Di lain tempat nyonya Shawn sedang memperhatikan perdebatan kecil antara ayah dan anak tersebut, wanita itu menyalakan lampu membuat seisi rumah terang akan cahaya lampu.
"Ada apa sayang?" nyonya Shawn mendekati suaminya yang berdiri di bawah tangga.
"Tidak ada" jawab tuan Shawn, menatap lembut istrinya.
"Katrina lagi?" Nyonya Shawn memeluk suaminya.
"Iya, sampai kapan anak itu akan mengerti" ucap tuan Shawn membalas pelukan istrinya dan mencium kening nyonya Shawn.
"Biarkan saja, dia pantas untuk mengetahui semuanya.
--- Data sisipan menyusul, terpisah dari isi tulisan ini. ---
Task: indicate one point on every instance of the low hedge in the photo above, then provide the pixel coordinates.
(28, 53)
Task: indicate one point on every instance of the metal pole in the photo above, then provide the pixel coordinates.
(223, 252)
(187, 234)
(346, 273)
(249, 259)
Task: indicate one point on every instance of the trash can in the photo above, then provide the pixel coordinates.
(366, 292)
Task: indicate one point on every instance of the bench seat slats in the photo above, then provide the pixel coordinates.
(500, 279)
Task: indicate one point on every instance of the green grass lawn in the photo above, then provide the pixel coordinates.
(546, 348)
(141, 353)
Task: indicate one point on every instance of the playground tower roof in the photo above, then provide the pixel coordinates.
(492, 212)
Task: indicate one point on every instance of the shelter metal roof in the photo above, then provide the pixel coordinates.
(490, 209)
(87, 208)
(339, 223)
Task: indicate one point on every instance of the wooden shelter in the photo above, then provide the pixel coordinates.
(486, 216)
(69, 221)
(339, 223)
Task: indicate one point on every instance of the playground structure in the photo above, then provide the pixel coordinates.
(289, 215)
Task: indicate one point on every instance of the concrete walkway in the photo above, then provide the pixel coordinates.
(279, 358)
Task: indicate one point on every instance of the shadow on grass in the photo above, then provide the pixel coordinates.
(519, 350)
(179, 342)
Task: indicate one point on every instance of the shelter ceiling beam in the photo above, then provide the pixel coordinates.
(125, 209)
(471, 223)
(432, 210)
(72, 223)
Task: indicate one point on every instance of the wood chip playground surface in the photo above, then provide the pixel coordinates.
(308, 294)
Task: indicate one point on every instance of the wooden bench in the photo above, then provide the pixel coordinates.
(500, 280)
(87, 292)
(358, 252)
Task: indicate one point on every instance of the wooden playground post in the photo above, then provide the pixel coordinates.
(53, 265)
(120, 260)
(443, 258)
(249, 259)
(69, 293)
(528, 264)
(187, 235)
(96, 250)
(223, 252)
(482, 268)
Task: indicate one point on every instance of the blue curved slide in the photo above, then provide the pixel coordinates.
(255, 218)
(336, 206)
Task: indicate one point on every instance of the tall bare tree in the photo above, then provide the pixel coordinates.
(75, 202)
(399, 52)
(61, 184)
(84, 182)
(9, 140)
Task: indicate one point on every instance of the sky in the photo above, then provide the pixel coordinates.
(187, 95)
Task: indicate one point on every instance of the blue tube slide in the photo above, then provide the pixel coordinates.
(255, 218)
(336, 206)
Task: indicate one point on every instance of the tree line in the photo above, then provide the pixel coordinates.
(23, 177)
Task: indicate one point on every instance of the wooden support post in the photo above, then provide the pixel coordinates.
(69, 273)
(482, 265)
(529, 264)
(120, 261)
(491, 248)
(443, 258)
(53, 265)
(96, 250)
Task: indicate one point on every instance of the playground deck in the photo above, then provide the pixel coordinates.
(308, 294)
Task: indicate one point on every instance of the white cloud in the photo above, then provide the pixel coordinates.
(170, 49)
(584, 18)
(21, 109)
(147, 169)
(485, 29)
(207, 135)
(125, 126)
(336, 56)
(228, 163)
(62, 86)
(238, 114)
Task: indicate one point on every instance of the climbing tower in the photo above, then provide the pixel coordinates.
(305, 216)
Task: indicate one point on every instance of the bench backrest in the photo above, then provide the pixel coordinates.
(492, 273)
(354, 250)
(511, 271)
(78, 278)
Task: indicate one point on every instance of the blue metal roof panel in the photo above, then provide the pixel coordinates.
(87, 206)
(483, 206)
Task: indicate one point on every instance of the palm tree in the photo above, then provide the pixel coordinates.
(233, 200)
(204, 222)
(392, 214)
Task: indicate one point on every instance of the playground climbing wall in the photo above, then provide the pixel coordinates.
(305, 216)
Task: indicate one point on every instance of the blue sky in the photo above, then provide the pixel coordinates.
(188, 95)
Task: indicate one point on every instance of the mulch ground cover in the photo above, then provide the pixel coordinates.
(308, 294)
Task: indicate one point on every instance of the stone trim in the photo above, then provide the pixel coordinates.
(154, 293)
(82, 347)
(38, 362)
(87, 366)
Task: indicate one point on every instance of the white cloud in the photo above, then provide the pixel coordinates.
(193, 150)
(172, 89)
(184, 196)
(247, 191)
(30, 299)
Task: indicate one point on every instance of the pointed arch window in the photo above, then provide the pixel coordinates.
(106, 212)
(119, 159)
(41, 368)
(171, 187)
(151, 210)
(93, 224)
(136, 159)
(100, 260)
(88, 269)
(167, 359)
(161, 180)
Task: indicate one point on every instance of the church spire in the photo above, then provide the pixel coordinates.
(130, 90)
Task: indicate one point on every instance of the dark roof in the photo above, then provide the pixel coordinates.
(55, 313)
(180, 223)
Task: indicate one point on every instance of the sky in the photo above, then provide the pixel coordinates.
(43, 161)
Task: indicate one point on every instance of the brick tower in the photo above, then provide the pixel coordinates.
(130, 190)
Biarkan alam yang akan memberi ia jawaban, semakin ia tahu bahwa keingintahuannya akan membawanya dalam bahaya, ia akan berhenti" jelas nyonya Shawn, mengusap lembut pipi sang suami.
"Aku tidak ingin putriku berada dalam bahaya" kata tuan Shawn, mendekatkan wajahnya dan mencium lembut bibir istrinya. Nyonya Shawn melingkarkan kedua tangannya pada leher tuan Shawn, mereka berciuman.
"Mau melanjutkannya di kamar?" Goda nyonya Shawn dan mengedipkan sebelah matanya.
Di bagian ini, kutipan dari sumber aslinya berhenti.